The views from the monastery walls were terrific. I had a great look at the Hohensalzburg from the southern wall and could see the Altstadt and the Salzach River below very clearly. But the Kloster sat at the far southwest corner of the Kapuzinerberg Park, extending all along the ridge overlooking the city. From the northern wall, I noted how much higher the ground went and saw a few exposed buildings in the distance, so I ventured further up.
The building I saw is shown in the above photo, the Franziskischoessl located at the Park’s northwest. The roadway did not go directly, rather it wound around in circles up the mountainside before reaching this old fortress near the top. It is now listed in the Salzburg Tourism pages as a great place for weddings and other special gatherings. The attraction is plainly evident in the next photograph which I took from nearby — it is a perfect view of the Hohensalzburg. (I must mention that in 2008, much of the ground between the Kloster and the Schloessl was clear, whereas a Google Map photoview shows much of the ground grown in and forested. Visitors nowadays might not get the same views I did).
Venturing around the park, I found vast stretches of fortifications that were still intact. The mountain was heavily fortified back in the days of the 30 Years War, and undoubtedly gave the Salzburgers a tremendous advantage over any invading armies. The Schloessl was not the highest point I went, in fact there were walking paths reaching the mountain’s highest point which in 2008 was marked with what looked like an open bonfire pit.
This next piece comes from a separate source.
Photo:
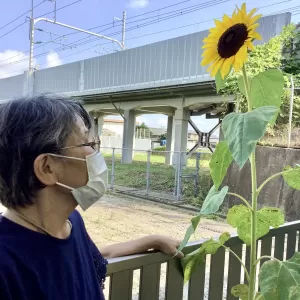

It was more difficult to get a view of the Old City from there, but the views of the New City were clear.
The final photo, above, is a novelty shot I took from below the Kloster as I made my way back to the train station in the 2002 visit. I had to laugh when I saw it because I couldn’t believe that they would dig out an entire parking garage into the sides of a cliff. But they did! It’s the only time I’d seen this, perhaps you readers can tell me there are others.
The Kapuzinerberg was a good healthy walk — worth doing if one is in terrific shape and one has time to spend. It took me about two hours to cover the entire park in the summertime, which included lots of photo taking opportunities and water consumption. But I was glad I did it. You just can’t beat the views from up there!!!